America, please stand down before something irreversibly destructive happens.
Sincerely,

Yet another concerned US citizen.

65535 July 28, 2019 8:15 AM

@ David Rudling

“Am i the only one who finds it a little strange that a Russian three letter agency was spending scarce foreign hard-currency on employing western companies to do jobs which, in at least the first four and possibly five projects listed…”

No you are not.

It is not just that fact. Why would a high level FSB subcontractor be using what is reported to be Active Director [AD with Federated service] from Microsoft out of Redmond Washington, USA?

Why would said FSB contractor being paying licenses fees to use Microsoft’s Servers [MS Sever 2003 to Server 2016] via a money trial?

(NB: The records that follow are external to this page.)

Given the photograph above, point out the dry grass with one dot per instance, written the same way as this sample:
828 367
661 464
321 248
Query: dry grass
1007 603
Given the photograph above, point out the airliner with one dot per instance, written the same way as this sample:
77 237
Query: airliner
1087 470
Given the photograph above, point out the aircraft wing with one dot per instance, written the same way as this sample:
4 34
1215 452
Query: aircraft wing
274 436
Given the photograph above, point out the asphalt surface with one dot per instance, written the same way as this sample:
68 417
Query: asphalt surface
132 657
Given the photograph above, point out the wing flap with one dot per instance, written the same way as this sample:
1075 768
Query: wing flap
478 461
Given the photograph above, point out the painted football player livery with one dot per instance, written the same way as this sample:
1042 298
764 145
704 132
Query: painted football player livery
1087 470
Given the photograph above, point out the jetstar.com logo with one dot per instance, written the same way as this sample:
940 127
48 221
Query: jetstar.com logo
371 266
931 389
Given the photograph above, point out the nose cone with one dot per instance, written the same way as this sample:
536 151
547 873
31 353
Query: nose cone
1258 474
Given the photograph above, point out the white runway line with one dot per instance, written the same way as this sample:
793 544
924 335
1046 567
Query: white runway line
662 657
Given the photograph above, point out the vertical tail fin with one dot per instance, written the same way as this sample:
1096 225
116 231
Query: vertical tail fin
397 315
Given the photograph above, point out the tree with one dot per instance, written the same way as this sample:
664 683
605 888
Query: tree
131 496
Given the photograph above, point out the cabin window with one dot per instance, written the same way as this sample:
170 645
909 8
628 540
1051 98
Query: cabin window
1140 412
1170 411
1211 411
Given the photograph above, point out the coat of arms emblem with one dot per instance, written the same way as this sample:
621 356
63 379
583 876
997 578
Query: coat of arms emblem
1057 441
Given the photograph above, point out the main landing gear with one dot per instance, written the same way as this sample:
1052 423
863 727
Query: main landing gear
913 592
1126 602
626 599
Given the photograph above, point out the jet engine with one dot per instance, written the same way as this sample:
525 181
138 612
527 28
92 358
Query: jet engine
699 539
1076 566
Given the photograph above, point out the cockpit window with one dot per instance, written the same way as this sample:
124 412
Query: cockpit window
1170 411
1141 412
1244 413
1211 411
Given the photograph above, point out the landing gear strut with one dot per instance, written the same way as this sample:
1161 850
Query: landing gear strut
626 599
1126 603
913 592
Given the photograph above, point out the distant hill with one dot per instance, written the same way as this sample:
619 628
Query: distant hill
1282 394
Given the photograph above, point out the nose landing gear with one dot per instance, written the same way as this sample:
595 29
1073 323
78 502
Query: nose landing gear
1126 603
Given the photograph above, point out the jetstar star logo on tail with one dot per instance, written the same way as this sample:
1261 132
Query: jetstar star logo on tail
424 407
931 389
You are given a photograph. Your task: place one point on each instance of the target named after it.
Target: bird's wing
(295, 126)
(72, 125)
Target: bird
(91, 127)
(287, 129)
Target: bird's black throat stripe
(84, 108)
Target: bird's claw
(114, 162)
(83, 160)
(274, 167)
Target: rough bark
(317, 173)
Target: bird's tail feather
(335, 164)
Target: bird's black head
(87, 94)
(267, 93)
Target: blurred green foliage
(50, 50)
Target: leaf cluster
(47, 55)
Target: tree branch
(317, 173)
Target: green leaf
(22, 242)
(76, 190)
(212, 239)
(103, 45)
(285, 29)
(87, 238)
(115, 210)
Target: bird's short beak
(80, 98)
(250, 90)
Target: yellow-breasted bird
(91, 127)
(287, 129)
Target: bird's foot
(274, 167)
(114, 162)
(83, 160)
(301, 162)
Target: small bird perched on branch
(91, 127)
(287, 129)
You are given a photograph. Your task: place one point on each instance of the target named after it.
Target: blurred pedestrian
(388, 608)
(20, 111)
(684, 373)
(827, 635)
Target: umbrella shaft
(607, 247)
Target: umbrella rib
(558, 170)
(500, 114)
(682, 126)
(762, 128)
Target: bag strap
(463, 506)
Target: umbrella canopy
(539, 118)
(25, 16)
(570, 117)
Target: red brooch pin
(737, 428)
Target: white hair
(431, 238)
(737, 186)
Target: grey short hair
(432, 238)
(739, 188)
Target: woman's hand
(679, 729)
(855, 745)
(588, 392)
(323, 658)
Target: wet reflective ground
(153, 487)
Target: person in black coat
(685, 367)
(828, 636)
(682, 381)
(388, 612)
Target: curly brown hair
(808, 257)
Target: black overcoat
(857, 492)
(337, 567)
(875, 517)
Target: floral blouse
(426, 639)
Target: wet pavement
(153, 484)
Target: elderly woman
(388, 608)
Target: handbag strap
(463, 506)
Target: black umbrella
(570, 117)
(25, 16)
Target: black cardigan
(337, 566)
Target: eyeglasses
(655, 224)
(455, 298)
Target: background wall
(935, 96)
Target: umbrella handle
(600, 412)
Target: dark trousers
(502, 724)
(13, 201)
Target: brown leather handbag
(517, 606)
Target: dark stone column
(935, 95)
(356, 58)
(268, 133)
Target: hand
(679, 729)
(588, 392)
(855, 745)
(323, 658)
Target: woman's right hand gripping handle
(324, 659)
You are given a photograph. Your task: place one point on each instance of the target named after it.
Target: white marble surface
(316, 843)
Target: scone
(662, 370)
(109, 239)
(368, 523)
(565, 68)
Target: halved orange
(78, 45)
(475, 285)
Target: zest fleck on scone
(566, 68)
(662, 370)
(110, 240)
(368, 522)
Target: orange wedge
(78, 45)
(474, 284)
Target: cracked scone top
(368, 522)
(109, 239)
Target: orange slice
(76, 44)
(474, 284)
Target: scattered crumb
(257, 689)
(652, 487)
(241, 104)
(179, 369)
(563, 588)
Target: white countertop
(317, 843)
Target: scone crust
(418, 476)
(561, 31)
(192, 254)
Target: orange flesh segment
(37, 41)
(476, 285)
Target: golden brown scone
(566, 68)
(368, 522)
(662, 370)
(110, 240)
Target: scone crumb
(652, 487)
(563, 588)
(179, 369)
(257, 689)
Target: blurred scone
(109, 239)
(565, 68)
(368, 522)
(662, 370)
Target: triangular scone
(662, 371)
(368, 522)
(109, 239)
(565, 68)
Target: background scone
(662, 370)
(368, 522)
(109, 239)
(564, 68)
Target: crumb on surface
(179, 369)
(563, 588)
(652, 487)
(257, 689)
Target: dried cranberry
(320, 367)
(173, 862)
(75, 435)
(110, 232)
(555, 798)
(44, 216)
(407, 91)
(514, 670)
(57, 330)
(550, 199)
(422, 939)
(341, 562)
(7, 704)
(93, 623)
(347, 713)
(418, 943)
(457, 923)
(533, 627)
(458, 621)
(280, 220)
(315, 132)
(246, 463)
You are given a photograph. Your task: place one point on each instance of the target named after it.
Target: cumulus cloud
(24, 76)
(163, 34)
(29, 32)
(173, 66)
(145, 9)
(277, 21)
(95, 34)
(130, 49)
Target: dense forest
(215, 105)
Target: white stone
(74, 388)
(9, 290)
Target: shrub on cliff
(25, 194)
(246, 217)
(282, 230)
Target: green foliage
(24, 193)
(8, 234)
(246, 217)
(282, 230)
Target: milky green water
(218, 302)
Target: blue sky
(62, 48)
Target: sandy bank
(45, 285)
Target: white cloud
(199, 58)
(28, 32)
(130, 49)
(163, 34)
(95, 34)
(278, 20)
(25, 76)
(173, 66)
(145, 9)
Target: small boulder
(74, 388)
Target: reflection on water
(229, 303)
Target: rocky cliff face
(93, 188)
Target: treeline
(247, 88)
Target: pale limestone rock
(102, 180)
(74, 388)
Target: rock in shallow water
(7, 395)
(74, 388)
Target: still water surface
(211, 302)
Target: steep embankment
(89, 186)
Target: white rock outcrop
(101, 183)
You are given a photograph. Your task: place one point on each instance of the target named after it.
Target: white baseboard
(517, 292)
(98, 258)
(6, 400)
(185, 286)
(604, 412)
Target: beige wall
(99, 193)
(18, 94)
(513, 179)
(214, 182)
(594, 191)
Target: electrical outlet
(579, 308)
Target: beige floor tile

Micorsoft Servers licenses can get very expensive to use – not to mention leaky. Would the Russian’s FSB trust MS and pay them money?

[Server 2008 v. server 2019]

” Everything changes starting with the general availability of Windows Server 2016 (WS2016). Note that you always purchase the latest edition of Windows Server, so the latest rules always apply to you. You might opt to deploy an older version of Windows Server, if the license allows that, but the latest rules still apply. You can now purchase a Xeon processor with 24 cores. This means that Microsoft has started to lose money on larger customers. Once upon a time, a server with 2 of those processors (48 cores) might have required 6+ processors, which is at least 3 copies of Windows Server, but the old license program requires just 2 processors for a pair of those 24 core CPUs.”-petri

htt ps://www.petri.com/understanding-windows-server-2016-licensing

[and]

Windows Server 2016 licensing mode

“Windows Server 2016 licensing model includes both Cores + Client Access Licenses (CALs). Each user and/or device accessing a licensed Windows Server Standard, Datacenter or Multipoint edition requires a Windows Server CAL or a Windows Server and a Remote Desktop Services (RDS) CAL. A Windows Server CAL gives a user or device the right to access any edition of Windows Server of the same or earlier version. Each Window Server CAL allows access to multiple licenses of Windows Server. After the General Availability of Windows Server 2016, the business model for Standard and Datacenter editions will transition from processor-based to core based licensing. Core-based licensing provides a more consistent licensing metric across multi-cloud environments, improves workload portability for Windows Server through benefits like Azure Hybrid…”-technet

ht tps://blogs.technet.microsoft.com/ausoemteam/2016/07/26/windows-server-2016-licensing-model/

[and]

“Server 2016 licensing. CALs??”

ht tps://community.spiceworks.com/topic/1982231-server-2016-licensing-cals

[and]

“Servers licnesed by cores”

ht tps://www.directionsonmicrosoft.com/sites/default/files/PDFs/Windows_Server_2016_Licensing_Guide.pdf

[and]

“Server 2016 licensing. CALs??”

ht tps://community.spiceworks.com/topic/1982231-server-2016-licensing-cals

[and]

“Running Windows Server without a license”

ht tps://www.reddit.com/r/sysadmin/comments/5la3a5/running_windows_server_without_a_license/

Are we really talking about an FSB contractor running USA developed equipment? I am doubtful.